Bei der Ausschließlichen Wirtschaftszone handelt es sich um Flächen seewärts der 12 Seemeilen - Grenze.

  1. Vorteile für landwirtschaftliche Betriebe in NATURA 2000 - Gebieten ?

Immer wieder wird behauptet, landwirtschaftliche Betriebe, deren Flächen in NATURA 2000 - Gebieten liegen, hätten von dieser Einbeziehung Vorteile. Das Innenministerium des Landes Schleswig-Holstein hat im Rahmen eines Lageberichtes 2003 nun Daten über die aus dem Programm Zukunft auf dem Land (ZAL) in Anspruch genommenen Gelder veröffentlicht.

Förderung nach Art. 13 bis 21 (benachteiligte Gebiete) erhielten 12 Betriebe mit einer Fläche von insgesamt rund 1.000 ha. Die durchschnittliche Ausgleichzahlung betrug je Betrieb 1.750,00 € und je Hektar 42,00 €.

Zahlungen gemäß Art. 16 (Gebiete mit umweltspezifischen Einschränkungen) erhielten 275 Betriebe mit einer Fläche von insgesamt rund 3.000,00 ha. Je Betrieb wurden im Durchschnitt 724,00 € und je Hektar 66,00 € Ausgleichszahlungen gewährt.

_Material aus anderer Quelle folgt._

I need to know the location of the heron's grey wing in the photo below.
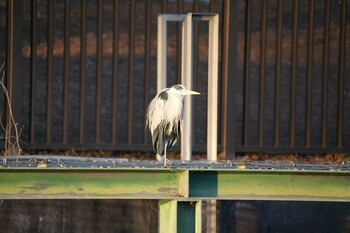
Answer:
[166,121,181,151]
[146,96,165,135]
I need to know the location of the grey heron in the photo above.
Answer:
[146,84,200,167]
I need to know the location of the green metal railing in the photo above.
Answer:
[0,158,350,232]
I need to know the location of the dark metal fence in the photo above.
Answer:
[0,0,350,156]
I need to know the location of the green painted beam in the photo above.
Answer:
[0,168,186,199]
[158,200,202,233]
[0,168,350,202]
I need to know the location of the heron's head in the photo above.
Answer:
[171,84,201,95]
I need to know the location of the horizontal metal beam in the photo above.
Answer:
[0,168,188,199]
[0,165,350,202]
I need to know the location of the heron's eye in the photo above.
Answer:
[159,91,168,100]
[173,84,185,91]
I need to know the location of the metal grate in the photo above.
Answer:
[0,0,350,156]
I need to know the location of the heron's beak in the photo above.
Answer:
[181,89,201,95]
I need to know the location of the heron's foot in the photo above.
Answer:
[163,158,173,168]
[156,155,173,167]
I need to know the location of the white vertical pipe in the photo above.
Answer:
[207,15,219,160]
[157,15,167,93]
[181,13,193,160]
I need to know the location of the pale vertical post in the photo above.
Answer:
[207,15,219,160]
[181,13,193,160]
[158,200,177,233]
[195,200,202,233]
[157,15,167,93]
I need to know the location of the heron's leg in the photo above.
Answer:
[163,147,173,167]
[164,146,168,167]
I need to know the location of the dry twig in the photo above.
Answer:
[0,63,22,159]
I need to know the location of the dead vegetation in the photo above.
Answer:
[0,63,22,158]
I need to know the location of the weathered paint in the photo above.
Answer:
[0,168,350,201]
[0,169,182,199]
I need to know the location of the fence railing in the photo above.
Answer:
[0,0,350,156]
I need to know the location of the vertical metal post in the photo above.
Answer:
[111,0,120,144]
[46,0,53,144]
[157,13,219,160]
[158,200,202,233]
[273,0,283,146]
[30,0,37,143]
[223,0,239,158]
[6,0,23,153]
[79,0,87,144]
[181,14,193,160]
[207,15,219,160]
[157,15,167,93]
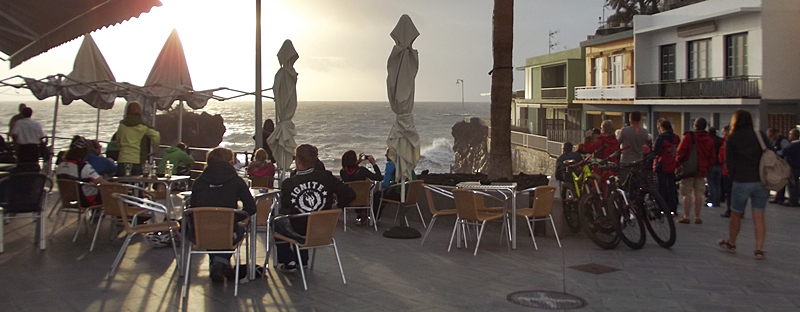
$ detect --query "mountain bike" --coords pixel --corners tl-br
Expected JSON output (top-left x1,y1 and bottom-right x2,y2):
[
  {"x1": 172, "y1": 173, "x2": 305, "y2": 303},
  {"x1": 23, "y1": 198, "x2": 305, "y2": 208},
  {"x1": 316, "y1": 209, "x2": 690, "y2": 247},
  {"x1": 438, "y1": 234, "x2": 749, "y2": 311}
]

Diese Zahlen relativieren das häufig vorgebrachte Argument.

  1. Erkenntnis besser spät als nie

In den Nationalparknachrichten 5-6/2004, dem Informationsblatt aus dem Nationalparkamt Schleswig-Holsteinisches Wattenmeer, heißt es, daß sich die stachelige Ackerkratz-Distel in den Salzwiesen zu breit macht. Handlungsbedarf sei angesagt. Es bleibe nur die Möglichkeit, die Disteln durch Mahd und/oder den Einsatz von "Wuchsstoffmitteln" kurzzuhalten.

Eine durchgehende Beweidung hätte den Disteln auf natürlichem Wege vorgebeugt.

Was gab es über die Frage für Diskussionen ! Wie oft schlug der Westküste in dieser Frage "wissenschaftlicher" Hochmut aus dem Nationalparkamt entgegen !

Aber der Blick geht nach vorn: Endlich, endlich Erkenntnis, die vielleicht zur Annäherung der Positionen führen kann.